He typically places half of a client's portfolio into active management, leaving the other half in buy-and-hold. "Our goal is not to beat the market, but to get competitive returns," he says. "What my client is looking for is good return with reduced risk." Risk has been reduced, he feels, with charting and market timing that allows him to move assets into and out of cash. His small- and micro-cap investments, for example, sit in cash about 40% of the time, he notes.

Thus far, he says, the conversion of style has given him the low-side protection he's been looking for. In early September, he was up 17% in long index trading, up 12% in sector funds and up 14% in high-yield bonds. At the same time, year-to-date, the Nasdaq was up 34%, the Dow Jones was up 12% and the S&P 500 was up about 13%.

He says about half of his clients, about 50, have agreed to move their assets into active management. The rest remain buy-and-hold. "I have clients I don't even mention this to," he says.

Martin L. Hopkins, president of M.L. Hopkins & Co. LLC in Princeton, N.J., saw about the same ratio agree to convert to a tactical asset approach-about half of his 40 clients. He made the move in January, after using a fixed asset allocation approach for two years.

He made the change after tracking model portfolios put out by Littman/Gregory Fund Advisors, and found that they offered him more flexibility than his fixed strategy. Hopkins, for example, says Littman/Gregory's models convinced him to overweight in high-yield bonds a year ago-which turned out to be one of the better moves he's made over the past year.

Among the other noticeable differences in client portfolios between last year and this year is more exposure to REITs and allocations in cash, which was rare in his previous strategy.

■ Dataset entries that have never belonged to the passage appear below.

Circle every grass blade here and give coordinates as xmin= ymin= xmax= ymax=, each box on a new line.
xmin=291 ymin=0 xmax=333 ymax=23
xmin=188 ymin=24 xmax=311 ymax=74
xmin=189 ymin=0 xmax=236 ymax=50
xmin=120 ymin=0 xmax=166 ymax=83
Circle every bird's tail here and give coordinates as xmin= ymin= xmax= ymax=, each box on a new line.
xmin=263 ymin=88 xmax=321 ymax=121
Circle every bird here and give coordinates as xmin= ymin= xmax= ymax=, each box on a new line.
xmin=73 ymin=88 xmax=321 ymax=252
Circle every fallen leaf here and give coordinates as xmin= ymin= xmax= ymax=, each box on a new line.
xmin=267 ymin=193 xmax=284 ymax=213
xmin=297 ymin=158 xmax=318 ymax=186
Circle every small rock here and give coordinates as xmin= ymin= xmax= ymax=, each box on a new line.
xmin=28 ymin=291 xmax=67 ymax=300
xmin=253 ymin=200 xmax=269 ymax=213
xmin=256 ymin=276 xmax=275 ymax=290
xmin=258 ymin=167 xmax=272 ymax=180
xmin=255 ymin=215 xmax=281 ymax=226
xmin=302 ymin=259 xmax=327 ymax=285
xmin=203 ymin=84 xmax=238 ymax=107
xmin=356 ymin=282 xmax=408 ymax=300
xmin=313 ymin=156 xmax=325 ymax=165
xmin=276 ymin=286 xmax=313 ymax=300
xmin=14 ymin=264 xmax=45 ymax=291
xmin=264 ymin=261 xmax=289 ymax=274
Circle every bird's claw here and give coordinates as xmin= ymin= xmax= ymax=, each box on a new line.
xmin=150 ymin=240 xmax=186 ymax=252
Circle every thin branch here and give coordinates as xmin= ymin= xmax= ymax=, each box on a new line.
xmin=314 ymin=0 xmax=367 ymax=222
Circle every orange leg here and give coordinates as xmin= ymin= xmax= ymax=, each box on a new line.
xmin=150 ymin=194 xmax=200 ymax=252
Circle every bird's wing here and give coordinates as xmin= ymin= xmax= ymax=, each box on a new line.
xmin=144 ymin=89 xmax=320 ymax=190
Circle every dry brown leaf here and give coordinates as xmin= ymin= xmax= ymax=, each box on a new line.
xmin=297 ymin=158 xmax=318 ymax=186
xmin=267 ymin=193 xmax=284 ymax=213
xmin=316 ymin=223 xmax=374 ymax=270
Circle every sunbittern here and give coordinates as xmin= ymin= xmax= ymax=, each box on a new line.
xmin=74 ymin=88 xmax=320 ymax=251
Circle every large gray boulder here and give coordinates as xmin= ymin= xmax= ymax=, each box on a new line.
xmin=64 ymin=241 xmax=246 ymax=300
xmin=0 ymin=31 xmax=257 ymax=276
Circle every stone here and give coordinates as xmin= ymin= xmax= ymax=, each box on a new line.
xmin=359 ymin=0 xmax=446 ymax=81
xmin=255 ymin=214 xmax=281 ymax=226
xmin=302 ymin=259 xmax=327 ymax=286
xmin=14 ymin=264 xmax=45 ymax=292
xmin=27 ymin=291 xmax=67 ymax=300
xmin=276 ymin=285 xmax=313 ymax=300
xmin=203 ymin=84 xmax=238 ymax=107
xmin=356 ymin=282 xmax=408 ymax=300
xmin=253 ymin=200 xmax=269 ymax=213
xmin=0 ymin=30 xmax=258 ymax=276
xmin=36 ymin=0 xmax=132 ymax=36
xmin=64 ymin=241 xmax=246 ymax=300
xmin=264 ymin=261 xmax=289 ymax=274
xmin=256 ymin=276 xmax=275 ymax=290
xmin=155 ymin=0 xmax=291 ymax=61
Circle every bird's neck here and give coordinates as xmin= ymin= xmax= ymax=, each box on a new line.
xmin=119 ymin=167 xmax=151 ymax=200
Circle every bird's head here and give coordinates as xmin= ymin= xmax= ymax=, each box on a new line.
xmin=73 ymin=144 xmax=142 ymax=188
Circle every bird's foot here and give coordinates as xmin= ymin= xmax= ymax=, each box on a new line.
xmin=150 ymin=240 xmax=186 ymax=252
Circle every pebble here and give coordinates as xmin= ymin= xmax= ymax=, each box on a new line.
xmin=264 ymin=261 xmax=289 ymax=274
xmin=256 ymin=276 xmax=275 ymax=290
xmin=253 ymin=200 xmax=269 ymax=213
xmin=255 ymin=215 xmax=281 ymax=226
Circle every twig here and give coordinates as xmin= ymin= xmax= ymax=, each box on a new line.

Under his prior strategy client portfolio allocations were generally fixed, with the thinking that they would only be revisited every three years.

"I still see myself as a long-term investor, but I do feel after going through the last few years of the down market that there have been some obviously under-valued opportunities," he says. "Had I caught that high-yield bond opportunity earlier in the cycle, it would have been very helpful to clients."

For some advisors, market turbulence has propelled them in a completely different direction. At CPA Wealth Management Services in Melbourne, Fla., the decision was made four years ago to build an in-house research team to direct its investing. For three years, the firms invested in individual securities largely based on its own fundamental and technical analysis. The firm even had two analysts and two RIAs who were devoted exclusively to research.

Firm President Tom Kirk considered it a solid strategy until he, like others in America, saw his world abruptly change on September 11, 2001. The changes went even deeper in the following months, as Enron and other corporate scandals led to developments that defied the prognosticating abilities of any analyst.